Whatever the reasons the early 1970s ushered in an era where middle class wages stagnated. Perhaps middle class standards of living did not stagnate, but, as we now know, much of that improved standard of living was purchased with borrowed money. We had better credit than we deserved and we used that credit to maintain a middle class lifestyle that is now available to fewer and fewer citizens.

Will the decline and fall of the American middle class provoke the kind of class struggle that animated the adolescent dreams of today's superannuated radicals? Of course, not. It did not do so in the past, so why would their dialectical view of history be any more apposite today?
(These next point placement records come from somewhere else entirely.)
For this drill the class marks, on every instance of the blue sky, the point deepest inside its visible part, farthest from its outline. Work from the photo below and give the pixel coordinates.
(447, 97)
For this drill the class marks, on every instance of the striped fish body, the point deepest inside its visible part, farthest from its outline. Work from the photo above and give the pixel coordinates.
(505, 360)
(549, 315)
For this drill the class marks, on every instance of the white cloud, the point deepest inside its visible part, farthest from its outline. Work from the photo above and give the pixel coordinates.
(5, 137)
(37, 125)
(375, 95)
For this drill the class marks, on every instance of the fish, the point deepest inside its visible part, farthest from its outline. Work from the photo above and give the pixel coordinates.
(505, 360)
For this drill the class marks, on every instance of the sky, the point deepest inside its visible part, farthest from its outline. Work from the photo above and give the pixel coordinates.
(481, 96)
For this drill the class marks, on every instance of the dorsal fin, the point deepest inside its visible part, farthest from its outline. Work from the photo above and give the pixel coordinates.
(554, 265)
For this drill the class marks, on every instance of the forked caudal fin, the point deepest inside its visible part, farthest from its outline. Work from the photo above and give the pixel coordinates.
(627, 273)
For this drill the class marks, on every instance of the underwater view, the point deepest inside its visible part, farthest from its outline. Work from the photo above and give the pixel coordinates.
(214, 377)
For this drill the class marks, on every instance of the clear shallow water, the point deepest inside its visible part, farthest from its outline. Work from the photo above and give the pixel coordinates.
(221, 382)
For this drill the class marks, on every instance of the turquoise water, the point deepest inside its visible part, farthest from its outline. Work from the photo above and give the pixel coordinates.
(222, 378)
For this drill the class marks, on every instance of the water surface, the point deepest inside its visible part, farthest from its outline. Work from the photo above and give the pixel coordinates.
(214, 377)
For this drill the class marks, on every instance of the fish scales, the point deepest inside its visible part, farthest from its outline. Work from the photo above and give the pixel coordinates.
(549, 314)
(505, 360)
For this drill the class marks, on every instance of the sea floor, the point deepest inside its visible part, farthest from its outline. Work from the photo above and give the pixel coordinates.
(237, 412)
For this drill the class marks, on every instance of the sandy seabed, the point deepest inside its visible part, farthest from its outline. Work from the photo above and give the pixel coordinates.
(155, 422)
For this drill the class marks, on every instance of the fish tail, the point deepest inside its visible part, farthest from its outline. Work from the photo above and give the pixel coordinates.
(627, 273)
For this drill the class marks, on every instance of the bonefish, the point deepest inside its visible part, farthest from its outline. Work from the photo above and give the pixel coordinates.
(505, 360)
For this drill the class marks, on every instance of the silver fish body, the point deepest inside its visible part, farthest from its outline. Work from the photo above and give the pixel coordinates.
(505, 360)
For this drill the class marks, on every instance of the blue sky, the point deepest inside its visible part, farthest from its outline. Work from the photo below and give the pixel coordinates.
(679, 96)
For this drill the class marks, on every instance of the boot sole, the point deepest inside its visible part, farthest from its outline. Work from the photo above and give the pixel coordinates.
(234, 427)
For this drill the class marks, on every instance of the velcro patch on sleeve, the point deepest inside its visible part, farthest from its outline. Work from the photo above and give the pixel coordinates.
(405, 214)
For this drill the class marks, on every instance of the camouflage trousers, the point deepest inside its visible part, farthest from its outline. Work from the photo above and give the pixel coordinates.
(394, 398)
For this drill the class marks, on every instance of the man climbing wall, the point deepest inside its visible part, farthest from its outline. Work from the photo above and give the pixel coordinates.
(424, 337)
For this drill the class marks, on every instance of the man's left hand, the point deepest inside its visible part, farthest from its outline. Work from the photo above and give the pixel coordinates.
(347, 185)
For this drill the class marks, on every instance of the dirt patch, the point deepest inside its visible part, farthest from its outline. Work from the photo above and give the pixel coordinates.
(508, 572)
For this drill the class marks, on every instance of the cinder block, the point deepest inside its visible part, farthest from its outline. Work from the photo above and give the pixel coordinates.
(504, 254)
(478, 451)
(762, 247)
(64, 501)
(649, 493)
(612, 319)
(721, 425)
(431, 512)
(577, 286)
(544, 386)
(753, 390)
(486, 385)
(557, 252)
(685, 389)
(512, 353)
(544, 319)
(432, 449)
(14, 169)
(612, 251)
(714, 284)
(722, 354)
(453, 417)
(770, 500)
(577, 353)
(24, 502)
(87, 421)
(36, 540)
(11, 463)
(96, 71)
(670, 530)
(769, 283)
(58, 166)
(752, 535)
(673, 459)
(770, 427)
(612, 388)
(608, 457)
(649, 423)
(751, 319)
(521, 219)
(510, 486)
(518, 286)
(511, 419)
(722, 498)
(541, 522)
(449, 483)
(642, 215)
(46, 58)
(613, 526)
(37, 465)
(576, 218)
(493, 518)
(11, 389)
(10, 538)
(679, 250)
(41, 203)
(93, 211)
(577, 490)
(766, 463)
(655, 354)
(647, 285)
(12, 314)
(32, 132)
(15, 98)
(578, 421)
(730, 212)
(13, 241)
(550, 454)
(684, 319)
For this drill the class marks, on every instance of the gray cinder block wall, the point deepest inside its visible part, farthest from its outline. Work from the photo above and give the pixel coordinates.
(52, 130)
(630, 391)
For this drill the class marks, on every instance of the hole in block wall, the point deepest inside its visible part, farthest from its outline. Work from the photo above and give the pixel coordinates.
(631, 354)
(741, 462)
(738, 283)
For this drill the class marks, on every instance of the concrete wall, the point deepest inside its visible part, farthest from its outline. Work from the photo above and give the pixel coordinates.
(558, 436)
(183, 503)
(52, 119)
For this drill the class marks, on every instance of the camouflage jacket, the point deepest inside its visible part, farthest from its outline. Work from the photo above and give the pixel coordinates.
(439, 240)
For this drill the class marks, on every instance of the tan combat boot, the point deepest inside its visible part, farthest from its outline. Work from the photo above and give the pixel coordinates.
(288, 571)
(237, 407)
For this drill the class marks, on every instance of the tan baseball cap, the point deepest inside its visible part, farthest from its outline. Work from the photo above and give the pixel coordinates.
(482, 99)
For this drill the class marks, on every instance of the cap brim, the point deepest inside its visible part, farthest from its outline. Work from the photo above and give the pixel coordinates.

In fact, as Nobel laureate Michael Spence points out, the greatest risk to America now is becoming more like Latin America.

If Spence is right, then Obama is not our very own version of Vladimir Lenin. That would be an unfair slur. In truth, Obama more closely resembles Argentina's Juan Peron.

The question remaining before us today is whether or not the Tea Party will succeed in taking the country away from the ruling oligarchs and restore the great American middle class.

As of now, the jury is still out.

Nonetheless, even if the Tea Party succeeds, America and its middle class will still have a great reckoning to face. It's going to take more than the Tea Party to dig us out of our current fiscal hole.

3 comments:

rsj said...

I have heard it said that the classic Vietnam briefing quote "we had to destroy the village to save it" was a bogus twist used by Arnett to get a career boost...funny isnt it?

So many really bought such a stupidity because to them it wasnt a stupidity but a way of living. They are destroying all that is good in this world and society, inorder to save it and make it better. of course they believed it, they do it,why not others?

Whirling Dervesh said...

"From the beginning, however, Americans were not stuck in a caste system. They could gain status and wealth no matter where they were born."

Including Black people?

Stuart Schneiderman said...

Point taken... regrettably it took far too long for the principle to be applied to everyone.